Questa idea si concretizzo', fin dagli anni immediatamente successivi al conflitto, in una serie di iniziative finalizzate a tenere vivo negli italiani il ricordo della guerra cerimonie pubbliche, istituzione di festivita' (per esempio il 4 novembre, anniversario della vittoria), intitolazione di vie e scuole a eroi della guerra, diffusione nelle stesse scuole e nei centri ricreativi dei canti patriottici. Ma lo strumento piu' efficace furono i monumenti ai caduti. Fu soprattutto il regime fascista a favorirne la diffusione, imponendone la costruzione in tutti i paesi e citta' d'Italia. Quali erano la funzione e le caratteristiche dei monumenti ai caduti? Il loro obiettivo immediato era la commemorazione dei soldati morti sul campo di battaglia, in particolare di quelli originari della località in cui era costruito il monumento. Tuttavia, nei testi che apparivano sulle lapidi e nel tipo di raffigurazione emergeva un altro e piu' importante obiettivo. Si trattava, infatti, di iscrizioni e di sculture che descrivevano la guerra come una sofferenza giusta e necessaria; i soldati vi erano rappresentati come degli eroi che, consapevolmente e volontariamente, avevano sacrificato la propria vita per la patria.

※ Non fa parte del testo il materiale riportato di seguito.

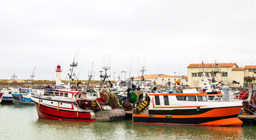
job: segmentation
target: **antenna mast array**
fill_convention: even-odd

In sostanza, i monumenti e le lapidi presentavano la guerra come un momento di "grandezza" dell'Italia e degli italiani, dunque come un'esperienza estrema ma assolutamente positiva.
Niente di piu' lontano dalla realta'. Appare allora chiaro che i monumenti erano progettati non solo per offrire alle famiglie un conforto e una giustificazione per la morte dei loro cari, ma anche e soprattutto per costruire la memoria di una guerra "grande" che ne falsificava la realta' nascondendone gli aspetti piu' violenti e assurdi.
La memoria non ufficiale e l'opposizione alla guerra
La memoria ufficiale della guerra non fu pero' l'unica forma di commemorazione del conflitto. Soprattutto nel biennio 1919-20, vi furono associazioni e forze politiche (in genere di sinistra) che cercarono di mantenere in vita il ricordo dell'opposizione alla guerra e delle sofferenze che essa aveva causato ai soldati e ai civili. Anche questa versione alternativa si manifesto' attraverso lapidi e monumenti in genere costruiti nei comuni guidati da sindaci socialisti. Si trattava pero' di monumenti molto diversi da quelli ufficiali. Le lapidi "alternative" erano ben piu' precise ed esplicite nel descrivere l'orrore del conflitto. I soldati morti erano descritti come vittime e non come eroi.
Questi monumenti ebbero vita breve e difficile. Gia' i primi governi liberali del dopoguerra ne ostacolarono o vietarono la costruzione; con la salita al potere del fascismo, nella cui ideologia tanta parte aveva l'esaltazione della nazione e della guerra, essi vennero tutti distrutti.
Un mito presente ancora oggi
L'interpretazione ufficiale della guerra rimase prevalente anche dopo la caduta del fascismo, non solo a causa dell'efficacia della propaganda del regime, ma anche perche', messa a confronto con la seconda guerra mondiale - che in Italia nessuno, a parte il regime fascista, aveva voluto - la Grande guerra appariva meno insensata e drammatica. E' solo a partire dagli anni sessanta che nelle interpretazioni degli storici, così come nella mentalita' degli italiani, ha cominciato a riaffiorare una memoria critica della guerra. A testimoniare la sopravvivenza del mito della Grande guerra vi sono ancora i monumenti di epoca fascista; in molti casi ne e' stata modificata la dedica, estendendola anche ai morti della seconda guerra mondiale e della Resistenza. Solo in pochissime realta', in genere nel corso degli anni settanta e ottanta, sono stati sostituiti con nuovi monumenti che rappresentano la guerra non come un giusto sacrificio per il bene della patria, ma come un orrore da evitare per sempre."